Foreclosure auctions:  

This occurs when a bank attempts to sell your home to a third party to rectify your default in making mortgage payments.  Often these auctions occur in a public place like the steps of the courthouse and usually buyers do not get to see the interior of the home prior to the auction. If they are sold occupied, the buyer is typically responsible for the eviction.  Depending on your state, there may be a redemption period, where the buyer can pay off the debt and redeem ownership after the auction.  If the highest bid does not meet the reserve, the property will be sold to the bank and become bank-owned (or REO).

Tax auction:  

When owners don't pay property taxes on the home, the government attempts to sell your home to a third party. This is another instance where the buyer is not able to see the interior of the home prior to the auction.  If the home is sold occupied, the buyer is typically responsible for the eviction.  Depending on your state, there may be a redemption period, where the buyer can pay off the debt and redeem ownership after the auction.
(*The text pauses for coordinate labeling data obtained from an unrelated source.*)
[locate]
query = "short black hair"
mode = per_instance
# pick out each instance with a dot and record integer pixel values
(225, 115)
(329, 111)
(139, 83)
Post-Foreclosure auction:  

When the home does not sell at the foreclosure auction, it reverts back to the bank and becomes "bank-owned or REO."  These auctions can happen online, at the home or in another location. Buyers will often have the opportunity to view the inside of the home prior to the auction and are usually sold un-occupied. However, if they are sold occupied, the buyer is typically responsible for the eviction. Depending on your state, there may be a redemption period, where the buyer can pay off the debt and redeem ownership after the auction. If the highest bid does not meet the reserve, the property may not sell at the auction.

Traditional auction:  

Traditional auctions are homes sold by the homeowner.  Typically these will transfer with clean title, no redemption period and the ability to view or inspect the home prior to the auction. They may be sold with a reserve price, and if not met there is no sale. The traditional auction is an absolute auction, there is no reserve and the home sells to the highest bidder regardless of the price. These auctions typically happen onsite.

Making an Auction Property Purchase Work for You

Each auction scenario is unique, which means as a buyer, you should shore up as many resources as possible to make the auction work to your advantage.

"I recommend that the home is inspected to the highest degree possible considering the situation," Jolly says. "Even if that means that you can only take your contractor on a quick tour of the home.  The more information that you have, the better decision that you will make.  Due to their complexity, auctions are not a good match for first time and inexperienced home owners."  Saturley adds that buyers should bring any professional to the home that will solidify their decision whether or not to make a bid.

With a foreclosure and tax auction, it is a good idea to have a title search conducted just before the auction, Jolly adds. "These properties are often sold with all faults and defects in the title," Jolly adds. " So, these may have liens or other issues that need to be cleared after the sale.  You don't want to buy a home and then late find out you have to pay thousands to clear the title."

Seek out a real estate agent who specializes or has experience with auction properties. "Also, if this is your first time purchasing a home through an auction, especially if this is your first time purchasing a home, to do a dry run," Saturley suggests. "Attend a few auctions just to get a feel for what goes on before you consider making a bid or buying."

Also, have your financing in order prior to moving forward. "Buyers should make sure financing is accomplished ahead of time," Saturley says. He adds buyers need to be ready to move quickly if they plan to bid on a property.